In a move clearly designed to put Dell's blade server launch into perspective, the company that kick-started this whole industry sector chose Friday to launch its sixth-generation blade, the SB6400
Written by Matt Loney, Contributor
RLX Technologies, a relatively small server vendor which pioneered the development of blade server technology, has recently updated its blades with dual 64-bit Xeon chips. Like Dell's new blade server, the RLX 610e chassis squeezes 10 blades into a 7U-high chassis.

To differentiate itself, RLX marketing will rely heavily on its experience and the fact that it is now on the sixth generation of its hardware and its management software.

"What distinguishes us?" said Tejas Vakil, vice-president of marketing at RLX. "We have done a lot of work on thermals, our only moving parts on the blades are the disk drives, and these are positioned on the cool side of the heatsink. IBM and HP put theirs on the warm side."
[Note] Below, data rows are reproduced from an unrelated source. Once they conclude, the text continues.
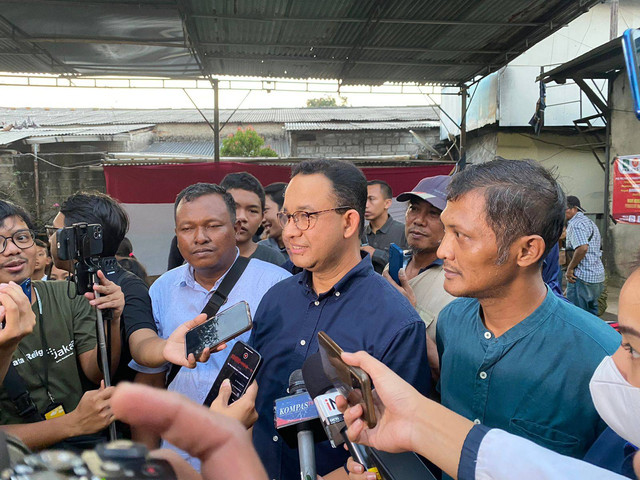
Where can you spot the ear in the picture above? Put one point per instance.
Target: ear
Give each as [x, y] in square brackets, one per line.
[529, 250]
[351, 224]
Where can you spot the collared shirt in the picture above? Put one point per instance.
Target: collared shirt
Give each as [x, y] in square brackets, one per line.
[431, 297]
[582, 231]
[391, 232]
[533, 380]
[176, 297]
[493, 454]
[361, 312]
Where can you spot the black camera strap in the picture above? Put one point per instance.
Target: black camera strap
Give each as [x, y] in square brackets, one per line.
[217, 300]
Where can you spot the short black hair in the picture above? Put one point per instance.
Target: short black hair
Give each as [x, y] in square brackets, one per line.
[197, 190]
[95, 207]
[43, 244]
[244, 181]
[10, 209]
[521, 198]
[275, 191]
[349, 183]
[384, 188]
[125, 249]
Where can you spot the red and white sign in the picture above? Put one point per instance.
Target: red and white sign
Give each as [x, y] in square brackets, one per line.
[626, 189]
[149, 191]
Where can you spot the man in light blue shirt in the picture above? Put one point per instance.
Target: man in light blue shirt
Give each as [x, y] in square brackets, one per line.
[585, 272]
[205, 218]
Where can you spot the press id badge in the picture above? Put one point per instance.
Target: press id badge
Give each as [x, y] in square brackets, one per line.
[54, 410]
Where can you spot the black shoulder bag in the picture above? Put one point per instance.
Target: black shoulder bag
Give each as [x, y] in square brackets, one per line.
[217, 300]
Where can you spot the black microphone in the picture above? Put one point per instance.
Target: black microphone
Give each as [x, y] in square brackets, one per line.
[296, 419]
[387, 466]
[324, 396]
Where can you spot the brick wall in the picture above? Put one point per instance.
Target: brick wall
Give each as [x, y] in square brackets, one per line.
[359, 143]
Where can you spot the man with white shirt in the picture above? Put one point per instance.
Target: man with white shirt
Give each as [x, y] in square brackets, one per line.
[205, 218]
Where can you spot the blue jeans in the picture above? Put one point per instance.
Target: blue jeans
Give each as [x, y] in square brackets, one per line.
[585, 295]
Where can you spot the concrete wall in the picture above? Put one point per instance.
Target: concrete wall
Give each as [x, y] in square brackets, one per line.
[359, 143]
[508, 97]
[625, 140]
[17, 180]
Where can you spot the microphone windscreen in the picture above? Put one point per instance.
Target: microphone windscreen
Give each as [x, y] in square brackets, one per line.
[315, 380]
[296, 382]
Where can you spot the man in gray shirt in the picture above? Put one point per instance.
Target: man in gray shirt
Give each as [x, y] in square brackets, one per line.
[382, 230]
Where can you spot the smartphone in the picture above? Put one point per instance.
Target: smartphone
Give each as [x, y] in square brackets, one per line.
[397, 260]
[226, 325]
[240, 368]
[352, 382]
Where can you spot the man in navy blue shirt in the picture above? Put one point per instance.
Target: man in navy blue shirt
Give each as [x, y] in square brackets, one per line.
[337, 292]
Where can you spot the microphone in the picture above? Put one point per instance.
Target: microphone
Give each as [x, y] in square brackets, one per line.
[324, 396]
[296, 419]
[387, 466]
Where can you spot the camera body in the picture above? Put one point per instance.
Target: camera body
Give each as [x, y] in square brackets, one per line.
[79, 242]
[82, 244]
[117, 460]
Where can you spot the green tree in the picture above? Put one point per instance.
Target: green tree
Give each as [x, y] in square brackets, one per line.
[245, 143]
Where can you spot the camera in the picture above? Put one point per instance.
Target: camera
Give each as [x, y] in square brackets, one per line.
[82, 244]
[117, 460]
[79, 242]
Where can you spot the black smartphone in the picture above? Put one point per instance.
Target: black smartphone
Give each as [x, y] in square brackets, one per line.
[240, 368]
[226, 325]
[352, 382]
[397, 259]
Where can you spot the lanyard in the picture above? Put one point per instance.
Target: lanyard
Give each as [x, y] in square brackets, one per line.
[45, 347]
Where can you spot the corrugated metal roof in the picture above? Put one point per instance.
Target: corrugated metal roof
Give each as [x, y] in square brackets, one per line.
[359, 42]
[307, 126]
[12, 136]
[66, 116]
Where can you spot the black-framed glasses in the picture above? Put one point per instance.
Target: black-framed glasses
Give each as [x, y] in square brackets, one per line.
[50, 230]
[304, 220]
[21, 238]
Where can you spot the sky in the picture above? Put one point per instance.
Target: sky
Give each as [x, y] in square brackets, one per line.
[85, 97]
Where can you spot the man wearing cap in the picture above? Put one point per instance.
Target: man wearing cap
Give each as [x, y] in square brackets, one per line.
[382, 230]
[422, 280]
[585, 272]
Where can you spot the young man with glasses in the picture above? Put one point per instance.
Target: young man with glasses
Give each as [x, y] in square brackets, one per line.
[51, 407]
[337, 292]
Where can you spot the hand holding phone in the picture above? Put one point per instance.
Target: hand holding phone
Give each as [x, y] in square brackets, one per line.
[397, 260]
[240, 368]
[352, 382]
[219, 329]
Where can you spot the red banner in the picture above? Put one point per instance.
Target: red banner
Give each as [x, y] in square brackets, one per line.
[626, 189]
[161, 183]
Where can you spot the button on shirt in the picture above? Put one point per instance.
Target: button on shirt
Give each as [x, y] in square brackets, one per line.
[391, 232]
[361, 312]
[533, 380]
[582, 231]
[176, 297]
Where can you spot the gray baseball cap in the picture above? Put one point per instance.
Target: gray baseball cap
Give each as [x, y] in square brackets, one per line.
[431, 189]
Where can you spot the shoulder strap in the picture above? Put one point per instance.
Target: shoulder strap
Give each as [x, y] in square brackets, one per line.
[217, 300]
[20, 396]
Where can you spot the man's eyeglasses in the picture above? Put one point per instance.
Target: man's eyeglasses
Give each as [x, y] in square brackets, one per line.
[50, 230]
[21, 238]
[304, 220]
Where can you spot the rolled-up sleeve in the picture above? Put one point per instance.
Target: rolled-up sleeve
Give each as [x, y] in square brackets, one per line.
[503, 456]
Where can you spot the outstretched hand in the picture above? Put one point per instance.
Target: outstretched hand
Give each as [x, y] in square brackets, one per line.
[395, 401]
[175, 347]
[213, 438]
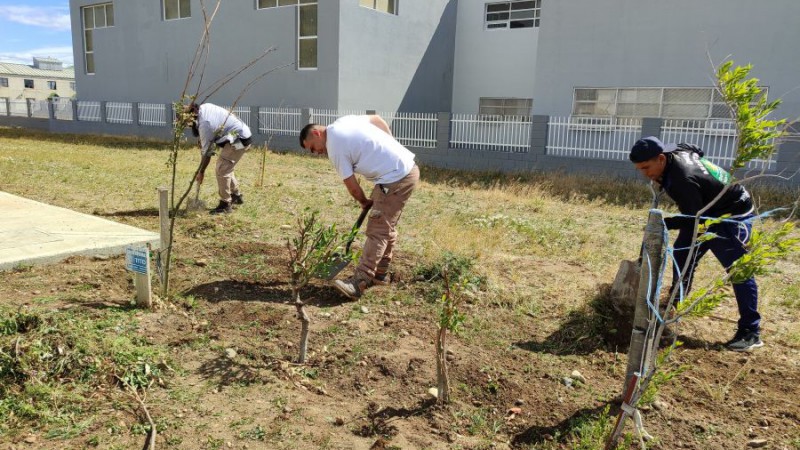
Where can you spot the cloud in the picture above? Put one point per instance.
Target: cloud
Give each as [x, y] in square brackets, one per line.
[53, 18]
[64, 54]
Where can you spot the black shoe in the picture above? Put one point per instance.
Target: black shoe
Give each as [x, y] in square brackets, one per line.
[223, 208]
[744, 340]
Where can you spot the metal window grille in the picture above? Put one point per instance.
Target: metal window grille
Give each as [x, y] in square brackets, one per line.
[592, 137]
[496, 133]
[717, 138]
[88, 111]
[153, 114]
[279, 121]
[119, 112]
[412, 129]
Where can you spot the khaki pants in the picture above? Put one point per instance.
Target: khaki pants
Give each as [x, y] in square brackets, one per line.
[226, 180]
[383, 218]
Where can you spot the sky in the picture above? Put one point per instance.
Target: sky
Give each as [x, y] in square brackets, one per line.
[35, 28]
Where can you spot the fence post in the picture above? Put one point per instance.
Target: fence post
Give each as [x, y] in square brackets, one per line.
[651, 126]
[135, 113]
[539, 133]
[442, 131]
[649, 273]
[103, 114]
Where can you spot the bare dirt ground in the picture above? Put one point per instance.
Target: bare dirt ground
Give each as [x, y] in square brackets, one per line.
[372, 362]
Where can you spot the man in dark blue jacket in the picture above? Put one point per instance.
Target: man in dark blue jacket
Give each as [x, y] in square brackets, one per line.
[694, 184]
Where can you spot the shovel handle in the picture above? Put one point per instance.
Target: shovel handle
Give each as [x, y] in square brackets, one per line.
[356, 227]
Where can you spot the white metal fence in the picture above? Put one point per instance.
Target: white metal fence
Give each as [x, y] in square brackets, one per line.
[279, 121]
[119, 112]
[153, 114]
[592, 137]
[62, 108]
[412, 129]
[89, 111]
[717, 138]
[498, 133]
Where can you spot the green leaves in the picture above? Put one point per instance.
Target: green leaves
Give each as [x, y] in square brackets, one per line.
[749, 108]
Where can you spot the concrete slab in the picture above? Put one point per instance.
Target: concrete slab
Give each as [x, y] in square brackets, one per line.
[36, 233]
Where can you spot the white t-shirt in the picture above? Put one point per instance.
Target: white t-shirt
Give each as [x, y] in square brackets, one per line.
[355, 145]
[210, 122]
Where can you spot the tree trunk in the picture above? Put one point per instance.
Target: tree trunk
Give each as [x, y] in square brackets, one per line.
[304, 321]
[442, 378]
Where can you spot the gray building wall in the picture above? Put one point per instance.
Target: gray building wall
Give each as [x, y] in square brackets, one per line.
[491, 63]
[650, 43]
[144, 58]
[400, 62]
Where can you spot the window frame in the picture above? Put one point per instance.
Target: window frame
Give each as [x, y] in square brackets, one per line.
[508, 22]
[306, 4]
[178, 6]
[89, 31]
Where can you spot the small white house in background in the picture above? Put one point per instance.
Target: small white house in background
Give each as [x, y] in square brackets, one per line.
[45, 78]
[609, 59]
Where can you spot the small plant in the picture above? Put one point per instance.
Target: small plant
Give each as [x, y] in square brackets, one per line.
[312, 252]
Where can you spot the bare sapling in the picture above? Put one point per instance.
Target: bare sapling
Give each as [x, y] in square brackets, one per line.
[311, 254]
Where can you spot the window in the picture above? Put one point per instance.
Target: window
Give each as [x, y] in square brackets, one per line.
[94, 17]
[177, 9]
[387, 6]
[680, 103]
[513, 14]
[262, 4]
[494, 106]
[307, 35]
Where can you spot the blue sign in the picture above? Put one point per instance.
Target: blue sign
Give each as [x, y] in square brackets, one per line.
[136, 259]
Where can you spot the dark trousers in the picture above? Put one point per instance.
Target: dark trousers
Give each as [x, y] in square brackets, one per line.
[728, 246]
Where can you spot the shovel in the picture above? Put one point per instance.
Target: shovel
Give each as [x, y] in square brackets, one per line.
[340, 261]
[195, 203]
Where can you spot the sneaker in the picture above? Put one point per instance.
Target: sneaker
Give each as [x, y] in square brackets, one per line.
[352, 287]
[744, 340]
[223, 208]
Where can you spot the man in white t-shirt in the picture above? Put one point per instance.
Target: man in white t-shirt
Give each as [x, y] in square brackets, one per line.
[220, 129]
[364, 145]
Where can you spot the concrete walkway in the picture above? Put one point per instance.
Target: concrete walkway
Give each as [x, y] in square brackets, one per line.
[36, 233]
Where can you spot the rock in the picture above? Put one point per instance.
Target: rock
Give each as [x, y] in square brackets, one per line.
[577, 376]
[433, 392]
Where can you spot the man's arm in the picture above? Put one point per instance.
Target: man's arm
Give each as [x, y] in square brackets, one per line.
[380, 123]
[356, 192]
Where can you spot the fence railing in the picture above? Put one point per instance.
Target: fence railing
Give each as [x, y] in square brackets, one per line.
[412, 129]
[592, 137]
[279, 121]
[497, 133]
[119, 112]
[717, 138]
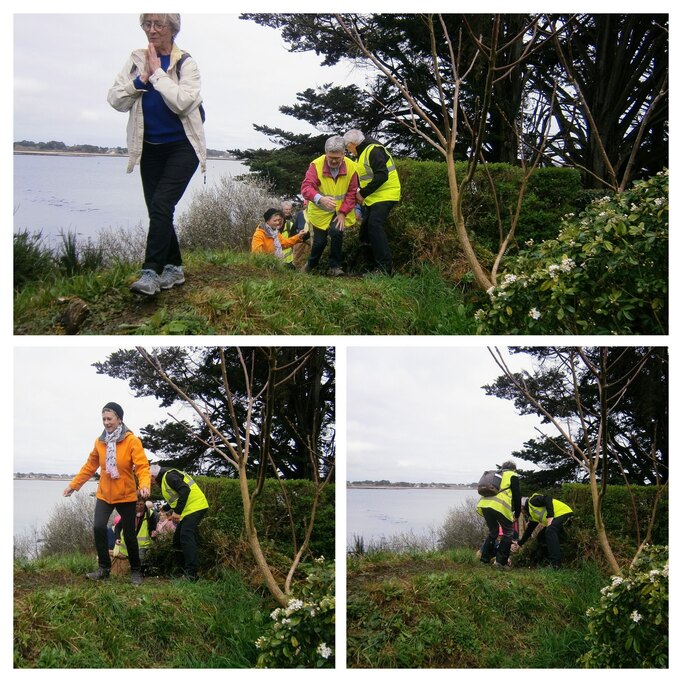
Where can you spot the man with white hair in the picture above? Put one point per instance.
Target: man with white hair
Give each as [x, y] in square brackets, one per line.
[379, 192]
[330, 186]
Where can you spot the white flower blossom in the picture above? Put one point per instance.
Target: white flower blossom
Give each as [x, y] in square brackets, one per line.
[324, 650]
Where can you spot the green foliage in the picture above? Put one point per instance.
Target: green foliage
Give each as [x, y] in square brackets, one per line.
[302, 634]
[447, 610]
[33, 259]
[62, 620]
[605, 273]
[422, 223]
[226, 515]
[629, 626]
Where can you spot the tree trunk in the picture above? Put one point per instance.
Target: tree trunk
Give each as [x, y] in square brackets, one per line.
[599, 525]
[252, 536]
[480, 275]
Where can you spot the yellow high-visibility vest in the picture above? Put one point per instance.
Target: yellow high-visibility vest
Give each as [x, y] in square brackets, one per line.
[336, 188]
[390, 190]
[502, 502]
[196, 500]
[539, 514]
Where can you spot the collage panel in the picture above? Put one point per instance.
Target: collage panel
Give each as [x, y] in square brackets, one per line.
[389, 193]
[174, 507]
[507, 507]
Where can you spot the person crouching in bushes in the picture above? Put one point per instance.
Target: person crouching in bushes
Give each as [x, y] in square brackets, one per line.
[553, 515]
[267, 238]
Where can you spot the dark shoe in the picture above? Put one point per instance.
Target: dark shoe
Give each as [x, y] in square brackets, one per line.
[172, 276]
[99, 574]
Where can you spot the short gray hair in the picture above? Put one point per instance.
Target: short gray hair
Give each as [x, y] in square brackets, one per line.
[354, 136]
[335, 144]
[172, 19]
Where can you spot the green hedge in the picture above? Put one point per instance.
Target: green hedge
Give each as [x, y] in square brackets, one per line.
[222, 536]
[618, 511]
[421, 225]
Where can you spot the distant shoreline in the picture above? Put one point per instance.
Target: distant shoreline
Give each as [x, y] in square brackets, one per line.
[409, 487]
[44, 152]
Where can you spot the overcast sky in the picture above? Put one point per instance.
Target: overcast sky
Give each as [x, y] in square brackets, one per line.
[420, 415]
[64, 65]
[58, 400]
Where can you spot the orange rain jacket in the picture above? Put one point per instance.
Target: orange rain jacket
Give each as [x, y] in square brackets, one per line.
[131, 462]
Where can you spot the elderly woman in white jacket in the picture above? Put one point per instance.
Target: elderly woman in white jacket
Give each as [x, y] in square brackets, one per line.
[160, 87]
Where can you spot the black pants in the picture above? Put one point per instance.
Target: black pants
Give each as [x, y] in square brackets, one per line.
[166, 170]
[185, 541]
[320, 242]
[102, 513]
[373, 231]
[549, 538]
[494, 519]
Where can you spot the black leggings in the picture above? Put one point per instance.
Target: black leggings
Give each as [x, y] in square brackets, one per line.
[102, 513]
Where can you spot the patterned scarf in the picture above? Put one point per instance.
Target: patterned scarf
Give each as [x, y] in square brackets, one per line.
[274, 233]
[111, 439]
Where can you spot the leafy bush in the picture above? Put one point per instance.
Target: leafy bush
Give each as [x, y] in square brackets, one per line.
[629, 626]
[302, 634]
[463, 527]
[606, 272]
[69, 527]
[225, 216]
[421, 226]
[33, 259]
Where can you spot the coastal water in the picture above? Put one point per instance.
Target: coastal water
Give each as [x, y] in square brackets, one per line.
[380, 513]
[35, 501]
[89, 194]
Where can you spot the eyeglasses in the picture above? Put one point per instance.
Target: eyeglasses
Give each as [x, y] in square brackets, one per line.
[148, 25]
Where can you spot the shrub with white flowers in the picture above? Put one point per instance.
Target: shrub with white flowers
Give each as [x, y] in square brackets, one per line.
[605, 273]
[301, 635]
[629, 627]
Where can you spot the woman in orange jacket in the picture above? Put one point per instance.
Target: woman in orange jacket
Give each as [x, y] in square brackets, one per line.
[123, 465]
[267, 239]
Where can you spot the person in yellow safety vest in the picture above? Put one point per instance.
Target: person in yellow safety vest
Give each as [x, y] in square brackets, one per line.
[145, 524]
[286, 230]
[501, 511]
[188, 503]
[379, 192]
[330, 186]
[553, 515]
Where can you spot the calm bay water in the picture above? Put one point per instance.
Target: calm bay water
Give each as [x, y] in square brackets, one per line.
[376, 513]
[34, 502]
[89, 194]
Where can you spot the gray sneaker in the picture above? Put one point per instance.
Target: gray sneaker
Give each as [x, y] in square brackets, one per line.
[99, 574]
[148, 284]
[171, 276]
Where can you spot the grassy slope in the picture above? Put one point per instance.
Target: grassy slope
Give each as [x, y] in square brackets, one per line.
[241, 294]
[62, 620]
[446, 610]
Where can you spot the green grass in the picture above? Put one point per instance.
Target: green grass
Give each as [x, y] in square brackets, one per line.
[62, 620]
[446, 610]
[228, 293]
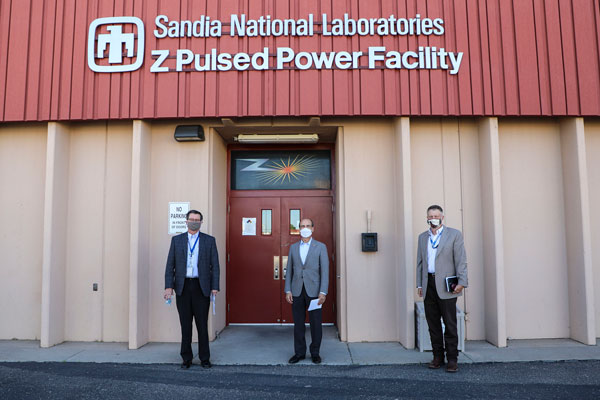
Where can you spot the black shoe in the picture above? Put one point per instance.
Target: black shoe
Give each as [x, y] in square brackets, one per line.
[295, 359]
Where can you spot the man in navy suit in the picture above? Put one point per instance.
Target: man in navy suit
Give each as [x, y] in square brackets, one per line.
[193, 270]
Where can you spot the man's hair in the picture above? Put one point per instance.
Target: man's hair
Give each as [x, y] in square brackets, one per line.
[187, 216]
[435, 207]
[311, 221]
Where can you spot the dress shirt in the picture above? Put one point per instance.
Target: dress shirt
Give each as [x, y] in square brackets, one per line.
[193, 260]
[304, 250]
[431, 252]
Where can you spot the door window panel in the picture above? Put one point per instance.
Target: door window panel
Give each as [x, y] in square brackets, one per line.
[266, 222]
[276, 170]
[294, 222]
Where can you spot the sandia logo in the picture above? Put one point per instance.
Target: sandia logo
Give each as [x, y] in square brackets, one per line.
[125, 52]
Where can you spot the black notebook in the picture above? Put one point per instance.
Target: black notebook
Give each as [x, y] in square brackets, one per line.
[451, 282]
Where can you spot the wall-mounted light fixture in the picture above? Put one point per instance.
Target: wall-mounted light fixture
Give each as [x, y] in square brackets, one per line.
[189, 133]
[292, 138]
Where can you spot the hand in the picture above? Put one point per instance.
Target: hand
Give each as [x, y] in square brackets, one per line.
[321, 298]
[458, 289]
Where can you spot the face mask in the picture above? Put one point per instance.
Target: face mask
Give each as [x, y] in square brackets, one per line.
[434, 222]
[305, 232]
[194, 226]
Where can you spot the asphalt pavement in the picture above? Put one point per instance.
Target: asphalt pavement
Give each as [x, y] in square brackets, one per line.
[524, 380]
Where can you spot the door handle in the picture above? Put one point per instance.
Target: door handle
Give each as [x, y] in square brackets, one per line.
[284, 262]
[276, 268]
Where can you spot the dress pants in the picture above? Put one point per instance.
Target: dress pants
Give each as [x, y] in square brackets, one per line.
[193, 304]
[435, 309]
[315, 317]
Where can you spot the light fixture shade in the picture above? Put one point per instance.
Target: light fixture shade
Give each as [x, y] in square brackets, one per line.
[189, 133]
[292, 138]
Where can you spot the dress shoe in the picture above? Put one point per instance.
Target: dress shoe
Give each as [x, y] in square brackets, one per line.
[295, 359]
[436, 363]
[452, 366]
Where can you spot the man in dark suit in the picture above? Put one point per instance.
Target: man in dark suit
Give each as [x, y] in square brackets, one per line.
[440, 254]
[307, 279]
[193, 270]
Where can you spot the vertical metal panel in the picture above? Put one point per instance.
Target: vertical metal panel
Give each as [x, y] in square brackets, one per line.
[16, 82]
[588, 71]
[521, 57]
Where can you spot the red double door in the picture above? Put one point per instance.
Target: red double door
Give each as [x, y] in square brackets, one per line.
[261, 230]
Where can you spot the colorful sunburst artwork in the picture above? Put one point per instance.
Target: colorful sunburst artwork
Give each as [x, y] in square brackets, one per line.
[288, 170]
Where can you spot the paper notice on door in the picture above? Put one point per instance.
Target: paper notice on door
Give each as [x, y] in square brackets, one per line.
[314, 304]
[248, 226]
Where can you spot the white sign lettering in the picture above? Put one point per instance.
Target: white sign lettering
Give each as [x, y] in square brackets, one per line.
[279, 58]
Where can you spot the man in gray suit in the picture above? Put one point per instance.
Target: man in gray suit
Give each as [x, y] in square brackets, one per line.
[193, 270]
[307, 279]
[440, 254]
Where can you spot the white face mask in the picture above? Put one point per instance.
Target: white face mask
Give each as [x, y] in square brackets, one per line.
[434, 222]
[305, 232]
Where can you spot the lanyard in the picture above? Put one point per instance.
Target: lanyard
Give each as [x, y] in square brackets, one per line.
[192, 248]
[435, 244]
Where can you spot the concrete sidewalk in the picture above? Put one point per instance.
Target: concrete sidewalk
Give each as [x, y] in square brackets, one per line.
[273, 345]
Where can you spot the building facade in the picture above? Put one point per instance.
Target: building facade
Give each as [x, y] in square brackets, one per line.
[490, 109]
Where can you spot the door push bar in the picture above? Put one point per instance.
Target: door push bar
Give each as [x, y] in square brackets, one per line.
[276, 268]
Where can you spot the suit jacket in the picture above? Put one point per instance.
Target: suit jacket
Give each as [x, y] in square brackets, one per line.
[208, 263]
[313, 274]
[450, 260]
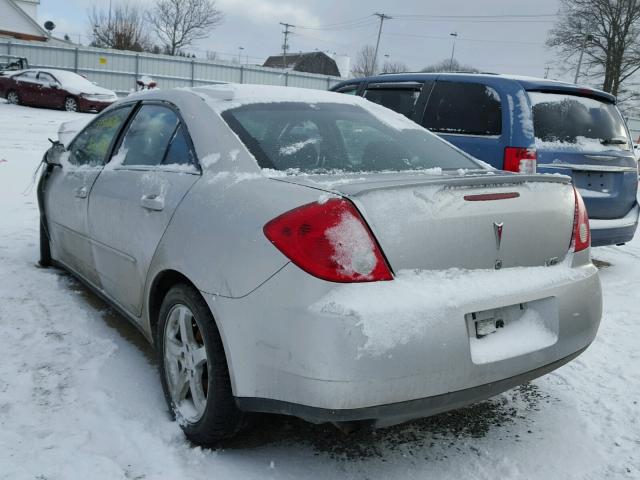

RLX's Control Tower 6G management software can monitor up to 1,000 nodes, re-provisioning servers on the fly by automatically creating new disk images of an operating system and application when it's required, said Vakil. Monitoring, he said, has been extended to layer seven of the network "so we can track the performance of applications, and use that as a proxy indicator of server performance if need be".

On the new blades, RLX has added dual-channel DDR-2 memory, an 800MHz frontside bus and PCI Express support, and the blades have high-speed Infiniband and Fibre Channel ports on board for high-performance storage and clustering.

The company also launched two 1U high rack-mounted servers; the entry-level RM1100 with single processor, up to 4GB of memory and two SATA disk drives; and the RM1400 which comes with dual Xeon EM64T processors, up to four SCSI disk drives and 8GB of memory. Both rack-mount servers are supplied with RLX's Intelligent Management Kit, which allows them to be fully managed by the company's Control Tower 6G management software. This means they can, for instance, take advantage of feature such as dynamic provisioning, in which applications are rolled out to more servers as their workload increases, said Vakil.

The RLX SB6400 blades and RM1400 rack-mount servers are shipping now, said Vakil, and the RM1100 is due to ship in December. Prices are set at $2,700 for the SB6400, $1,700 for the RM1400 and $1,300 for the RM1100.

Daniel Fleischer, a senior research analyst at IDC, said RLX remains a serious contender in the market.

"They are focused on blades and blade management so you can only fulfil a certain part of your infrastructure, but generally we see blades deployed to solve specific issues so this is not necessarily a bad thing."

Fleischer said RLX is also able to give a better customer experience than some large vendors.

"You will get much batter contact with them and enjoy a very close relationship. They have the time and ability to develop these close relationships, and they need good customer references if they are going to move out into enterprise world," said Fleischer.